Pas n'est besoin de dire que Molière et La Fontaine n'ont point à se plaindre de M. Nisard Molière encore moins; Molière à qui, ainsi que remarque le critique penseur, nous devons cette chose que ni les anciens, ni aucune nation moderne n'a possédée, la haute comédie, cette chose pour laquelle il n'y a de terme ni en allemand ni en anglais, ni chez les peuples méridionaux tant elle est vraiment française. Grâce à Molière, à l'auteur du Misanthrope et des Femmes savantes, ces œuvres qui font sourire la raison, où le comique est si

relevé que l'esprit seul y a part, et si réel, qu'aujourd'hui, en 1874, le Misanthrope et les Femmes savantes divertissent les connaisseurs encore plus, bien certainement, qu'ils n'ont diverti les spectateurs du grand siècle.

Les femmes de Molière, qui forment un si complet keepsake, sont un pendant charmant à celles de Racine. Le dernier des problèmes que M. Nisard repose est celui-ci : Pourquoi, des trois grands poëtes dramatiques du dix-septième siècle, Molière a-t-il le moins perdu au théâtre?

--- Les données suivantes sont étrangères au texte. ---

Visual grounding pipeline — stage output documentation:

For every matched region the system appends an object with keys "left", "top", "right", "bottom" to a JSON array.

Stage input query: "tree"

Cette question, qu'on ne s'y trompe point, n'est pas le fait d'un sceptique qui ne croit plus à la tragédie écrite, parce que le drame politique l'a tuée pour toujours; c'est le scrupule d'un esprit vrai et fin qui remarque qu'au bout du compte même, par ce temps de révolutions, la comédie humaine se joue encore plus souvent que la tragédie, soit qu'on la cherche dans les coulisses parlementaires, soit qu'elle coure les rues pour faire rire aujourd'hui les agitateurs aux dépens des agités, et demain, quand Dieu veut nous relever, les agités aux dépens de leurs agitateurs.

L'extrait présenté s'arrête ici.